Le Frère Ubald WEISS
décédé à Chevilly, le 23 mai 1985, à l'âge de 95 ans


Si je devais en deux mots caractériser la personnalité du Frère Ubald, je dirais : ascétisme et amour du Beau, de l'art de bien faire les choses. D'ailleurs, l'un ne va pas sans l'autre !

Les plus curieux d'entre nous pourraient se demander où le Frère Ubald a puisé ces valeurs. La réponse n'est pas facile ; il faut toutefois reconnaître que ses antécédents familiaux ont eu pour racines une culture toute germanique où la façon de concevoir, de penser les événements et les choses procèdent d'une certaine rigueur.

Le Frère Ubald est né à Thann (Haut-Rhin) sous le nom de baptême d'Aloyse, le 5 février 1890, il y a quatre-vingt quinze ans. Après ses études primaires dans son village natal, contre l'avis de son père - car le jeune Aloyse avait une santé fragile -, il commence l'apprentissage du métier de menuisier. A 17 ans, il demande à entrer au Postulat et au Noviciat de Knechsteden. Il y fera profession le 21 juin 1909. " Vie dure me confiait-il un jour; on se levait à quatre heures du matin, été comme hiver, On avait une sérieuse formation à la vie de prière et de travail. Aujourd'hui, on ne pourrait plus faire cela ; d'ailleurs, moi-mème, je suis content de ne plus me lever si tôt ".

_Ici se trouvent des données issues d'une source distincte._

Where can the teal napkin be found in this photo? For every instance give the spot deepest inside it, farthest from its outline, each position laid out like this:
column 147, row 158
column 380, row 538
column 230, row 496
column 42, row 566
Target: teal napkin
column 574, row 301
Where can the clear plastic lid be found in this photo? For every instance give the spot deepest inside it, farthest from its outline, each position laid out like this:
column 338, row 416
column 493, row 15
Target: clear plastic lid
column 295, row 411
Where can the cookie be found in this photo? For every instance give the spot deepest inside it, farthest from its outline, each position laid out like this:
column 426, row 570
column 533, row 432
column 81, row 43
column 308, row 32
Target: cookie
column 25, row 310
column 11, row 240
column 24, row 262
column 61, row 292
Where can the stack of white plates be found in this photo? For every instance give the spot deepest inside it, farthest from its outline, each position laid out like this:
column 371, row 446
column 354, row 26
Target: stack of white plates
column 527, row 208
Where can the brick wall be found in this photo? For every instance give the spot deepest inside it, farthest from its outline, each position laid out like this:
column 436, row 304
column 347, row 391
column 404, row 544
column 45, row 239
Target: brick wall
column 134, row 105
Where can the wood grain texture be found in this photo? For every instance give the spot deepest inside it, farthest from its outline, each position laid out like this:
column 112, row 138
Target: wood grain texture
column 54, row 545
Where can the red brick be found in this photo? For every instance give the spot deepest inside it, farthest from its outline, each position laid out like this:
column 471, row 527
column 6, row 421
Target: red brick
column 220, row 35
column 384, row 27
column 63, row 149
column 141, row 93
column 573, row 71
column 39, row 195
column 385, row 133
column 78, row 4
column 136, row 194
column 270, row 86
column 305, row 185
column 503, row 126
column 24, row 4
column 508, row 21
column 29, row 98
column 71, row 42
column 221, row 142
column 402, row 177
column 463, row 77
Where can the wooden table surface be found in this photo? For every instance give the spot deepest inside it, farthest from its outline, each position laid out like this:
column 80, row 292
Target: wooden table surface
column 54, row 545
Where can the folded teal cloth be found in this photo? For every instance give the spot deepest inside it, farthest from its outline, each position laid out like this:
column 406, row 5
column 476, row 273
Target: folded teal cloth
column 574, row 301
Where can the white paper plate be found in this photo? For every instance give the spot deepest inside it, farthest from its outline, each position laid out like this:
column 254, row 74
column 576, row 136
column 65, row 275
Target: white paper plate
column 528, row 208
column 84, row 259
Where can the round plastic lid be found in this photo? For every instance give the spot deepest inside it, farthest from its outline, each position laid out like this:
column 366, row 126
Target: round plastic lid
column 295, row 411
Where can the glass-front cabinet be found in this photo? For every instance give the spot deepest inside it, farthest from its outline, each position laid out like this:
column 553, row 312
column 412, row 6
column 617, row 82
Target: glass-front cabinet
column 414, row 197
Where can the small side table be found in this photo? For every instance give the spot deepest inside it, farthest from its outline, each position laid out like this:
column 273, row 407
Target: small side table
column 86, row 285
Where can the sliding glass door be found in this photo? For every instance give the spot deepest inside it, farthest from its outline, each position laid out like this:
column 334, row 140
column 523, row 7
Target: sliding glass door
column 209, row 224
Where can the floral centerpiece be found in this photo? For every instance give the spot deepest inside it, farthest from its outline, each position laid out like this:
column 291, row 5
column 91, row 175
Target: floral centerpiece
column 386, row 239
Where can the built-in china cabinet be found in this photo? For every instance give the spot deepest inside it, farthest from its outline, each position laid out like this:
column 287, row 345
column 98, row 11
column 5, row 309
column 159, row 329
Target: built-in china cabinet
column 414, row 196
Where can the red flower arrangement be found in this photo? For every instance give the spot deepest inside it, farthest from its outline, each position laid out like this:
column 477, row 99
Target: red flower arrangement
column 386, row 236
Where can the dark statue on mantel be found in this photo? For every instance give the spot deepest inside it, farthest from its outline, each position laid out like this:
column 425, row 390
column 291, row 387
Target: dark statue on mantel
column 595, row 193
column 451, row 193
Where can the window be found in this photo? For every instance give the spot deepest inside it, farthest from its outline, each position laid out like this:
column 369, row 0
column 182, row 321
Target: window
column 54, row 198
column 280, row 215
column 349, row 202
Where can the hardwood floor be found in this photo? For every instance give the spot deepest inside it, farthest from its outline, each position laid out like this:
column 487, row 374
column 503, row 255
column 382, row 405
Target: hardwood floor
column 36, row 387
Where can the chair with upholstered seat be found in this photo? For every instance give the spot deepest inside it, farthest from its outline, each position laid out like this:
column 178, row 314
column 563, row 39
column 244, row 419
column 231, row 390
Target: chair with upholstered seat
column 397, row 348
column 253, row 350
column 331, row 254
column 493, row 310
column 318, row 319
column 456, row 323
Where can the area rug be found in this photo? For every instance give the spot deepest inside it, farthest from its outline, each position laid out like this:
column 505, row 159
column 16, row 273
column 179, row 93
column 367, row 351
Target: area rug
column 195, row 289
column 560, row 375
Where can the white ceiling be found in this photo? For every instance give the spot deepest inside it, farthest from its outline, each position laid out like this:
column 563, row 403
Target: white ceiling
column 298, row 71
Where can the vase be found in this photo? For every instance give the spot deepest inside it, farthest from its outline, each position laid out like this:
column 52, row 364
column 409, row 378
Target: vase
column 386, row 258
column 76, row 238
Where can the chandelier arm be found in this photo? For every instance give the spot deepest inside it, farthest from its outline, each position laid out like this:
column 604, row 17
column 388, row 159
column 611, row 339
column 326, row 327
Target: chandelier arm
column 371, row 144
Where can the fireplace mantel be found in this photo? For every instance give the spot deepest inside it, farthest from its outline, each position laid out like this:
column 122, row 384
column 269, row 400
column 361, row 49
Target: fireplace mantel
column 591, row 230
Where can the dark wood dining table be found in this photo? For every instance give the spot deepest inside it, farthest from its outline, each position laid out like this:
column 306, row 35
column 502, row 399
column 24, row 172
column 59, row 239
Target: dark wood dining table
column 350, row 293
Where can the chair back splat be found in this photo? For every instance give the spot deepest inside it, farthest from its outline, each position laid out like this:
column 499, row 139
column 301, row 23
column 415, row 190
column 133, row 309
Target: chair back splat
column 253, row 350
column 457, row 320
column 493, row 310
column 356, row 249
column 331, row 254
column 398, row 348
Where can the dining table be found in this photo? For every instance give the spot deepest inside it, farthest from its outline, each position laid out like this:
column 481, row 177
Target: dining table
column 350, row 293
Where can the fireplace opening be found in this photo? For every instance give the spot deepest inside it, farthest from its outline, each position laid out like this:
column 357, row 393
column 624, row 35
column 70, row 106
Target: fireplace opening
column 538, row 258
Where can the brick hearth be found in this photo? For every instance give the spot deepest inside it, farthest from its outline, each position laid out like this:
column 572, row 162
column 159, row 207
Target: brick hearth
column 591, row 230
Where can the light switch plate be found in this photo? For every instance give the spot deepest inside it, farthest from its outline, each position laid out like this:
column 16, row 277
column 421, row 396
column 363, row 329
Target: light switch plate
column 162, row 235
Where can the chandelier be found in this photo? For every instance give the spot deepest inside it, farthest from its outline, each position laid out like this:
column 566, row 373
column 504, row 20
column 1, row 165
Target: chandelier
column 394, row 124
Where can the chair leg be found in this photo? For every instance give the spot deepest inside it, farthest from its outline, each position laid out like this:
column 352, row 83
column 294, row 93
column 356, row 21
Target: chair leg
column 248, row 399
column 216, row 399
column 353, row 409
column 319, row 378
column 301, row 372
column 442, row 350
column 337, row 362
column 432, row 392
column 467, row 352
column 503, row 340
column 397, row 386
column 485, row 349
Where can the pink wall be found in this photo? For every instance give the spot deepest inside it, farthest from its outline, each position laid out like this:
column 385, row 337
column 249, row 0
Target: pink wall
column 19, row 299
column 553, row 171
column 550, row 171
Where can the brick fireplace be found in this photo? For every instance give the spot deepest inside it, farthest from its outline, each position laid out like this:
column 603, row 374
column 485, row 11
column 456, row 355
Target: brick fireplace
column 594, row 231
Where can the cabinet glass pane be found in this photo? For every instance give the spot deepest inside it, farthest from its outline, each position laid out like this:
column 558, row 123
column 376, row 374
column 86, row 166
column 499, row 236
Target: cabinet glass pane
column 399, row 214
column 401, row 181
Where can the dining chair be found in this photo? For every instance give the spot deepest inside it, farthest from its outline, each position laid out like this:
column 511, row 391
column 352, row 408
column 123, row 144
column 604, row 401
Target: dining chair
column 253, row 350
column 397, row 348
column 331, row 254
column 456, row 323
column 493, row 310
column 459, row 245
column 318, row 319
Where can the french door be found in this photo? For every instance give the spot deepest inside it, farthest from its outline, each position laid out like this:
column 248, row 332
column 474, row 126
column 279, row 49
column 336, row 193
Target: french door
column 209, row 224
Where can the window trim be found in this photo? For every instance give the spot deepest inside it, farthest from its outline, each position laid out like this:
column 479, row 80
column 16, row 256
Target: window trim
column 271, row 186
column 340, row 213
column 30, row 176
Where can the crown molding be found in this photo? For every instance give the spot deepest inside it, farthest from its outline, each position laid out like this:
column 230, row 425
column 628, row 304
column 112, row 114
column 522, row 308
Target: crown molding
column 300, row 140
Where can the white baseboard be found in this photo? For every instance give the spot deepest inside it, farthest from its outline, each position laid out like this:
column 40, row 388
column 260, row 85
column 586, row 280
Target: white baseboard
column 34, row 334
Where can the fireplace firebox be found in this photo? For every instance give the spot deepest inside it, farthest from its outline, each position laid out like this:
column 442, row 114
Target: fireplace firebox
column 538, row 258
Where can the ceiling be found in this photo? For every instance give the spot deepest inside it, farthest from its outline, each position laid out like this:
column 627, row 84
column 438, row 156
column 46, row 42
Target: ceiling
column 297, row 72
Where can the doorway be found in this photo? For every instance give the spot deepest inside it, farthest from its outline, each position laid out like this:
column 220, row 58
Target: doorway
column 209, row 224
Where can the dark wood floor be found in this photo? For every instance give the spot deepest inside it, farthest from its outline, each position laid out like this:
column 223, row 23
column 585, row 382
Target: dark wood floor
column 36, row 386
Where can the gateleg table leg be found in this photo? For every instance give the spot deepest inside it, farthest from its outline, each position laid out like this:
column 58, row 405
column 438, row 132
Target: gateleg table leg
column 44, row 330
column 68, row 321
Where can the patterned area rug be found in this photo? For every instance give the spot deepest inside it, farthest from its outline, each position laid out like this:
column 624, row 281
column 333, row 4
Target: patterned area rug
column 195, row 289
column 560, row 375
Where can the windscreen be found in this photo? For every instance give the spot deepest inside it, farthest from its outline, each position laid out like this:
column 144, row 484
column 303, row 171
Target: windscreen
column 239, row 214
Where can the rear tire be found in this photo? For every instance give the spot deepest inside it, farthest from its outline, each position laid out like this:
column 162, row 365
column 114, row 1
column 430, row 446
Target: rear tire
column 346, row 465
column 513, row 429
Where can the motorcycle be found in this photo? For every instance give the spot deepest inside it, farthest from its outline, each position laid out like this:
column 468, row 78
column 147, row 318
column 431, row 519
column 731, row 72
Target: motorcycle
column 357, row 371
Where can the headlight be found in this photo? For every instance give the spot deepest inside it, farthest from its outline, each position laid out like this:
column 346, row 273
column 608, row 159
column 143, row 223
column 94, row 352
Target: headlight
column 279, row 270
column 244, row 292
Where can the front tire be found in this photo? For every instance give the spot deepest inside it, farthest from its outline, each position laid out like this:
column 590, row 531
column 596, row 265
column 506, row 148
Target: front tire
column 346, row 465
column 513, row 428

Le Frère Ubald restera douze ans à Knechsteden. Il faut reconnaître qu'une grande partie de son cœur est restée là bas. Il parlait toujours, avec beaucoup de chaleur et d'admiration, de cette communauté, de ce qu'il y avait reçu.

En 1919, il arrive à Neufgrange. C'est l'année de sa profession perpétuelle. En 1923, il est envoyé à Mortain. Il fut, avec le Frère Jean Cadalen, l'un des premiers à remettre en état l'Abbaye Blanche que la Congrégation venait d'acheter. Enfin, en 1928, il est affecté à Chevilly, où il restera jusqu'à sa mort, c'est-à-dire durant cinquante-sept ans !

Chevilly : vaste et grande maison où tout est toujours à faire et à refaire. Ce fut l'agrandissement du troisième étage du scolasticat, la construction du nouveau bâtiment, sans compter de multiples travaux d'entretien que demande un tel ensemble. Il y a dans cette maison des chefs-d’œuvre en ébénisterie ou en marqueterie qui portent la griffe et la signature de son savoir-faire, de son goût du beau, en particulier les stalles de la grande chapelle.

Mais nul n'ignore que le plus beau des chefs-d’œuvre est souvent invisible à I’œil. C'est pourquoi il faudrait ici parler des nombreux apprentis qu'il a formés au métier de menuisier ou d'ébéniste. A tous, il a inculqué le sens du travail bien fait, le goût des belles choses, en un mot l'amour d'une profession exercée avec savoir-faire et compétence. Aujourd'hui, si aux quatre coins de France ou d'Afrique, des chapelles de brousse, des cathédrales, des dispensaires ou des-écoles ont vu le jour, c'est grâce à ceux qu'il a si bien formés.

Le 22 mai au matin, le Frère Ubald fit une mauvaise chute dans sa chambre. L'examen radiologique, à la clinique du Sud, devait révéler une fracture du col du fémur. Prévenu, le Frère Ubald fit simplement cette réflexion : " A mon âge, faire une chose pareille... " Puis, fermant les yeux, il ajouta, avec cet accent qui le caractérisait si bien : " Comme le bon Dieu voudra! à Il reçut le sacrement des malades le soir même. L'opération eut lieu et nous savons la suite. Jeudi soir, il fit le passages, nous laissant sur l'autre rive.

Frère Ubald, nous vous reconnaissons comme un grand missionnaire, comme un grand serviteur de l'Église. Toutefois, je crois que la belle construction que vous avez réalisée reste et restera cachée aux yeux des hommes, à savoir la construction de votre unité intérieure, ciselée, j'en suis sûr, avec les gouges de l'humilité de la patience, et martelée avec le maillet de l'amour pour votre Dieu.

Pour ce que vous avez été pour nous tous, Frère Ubald, merci ! Pour ce que vous ferez encore pour nous demain. Frère Ubald, MERCI!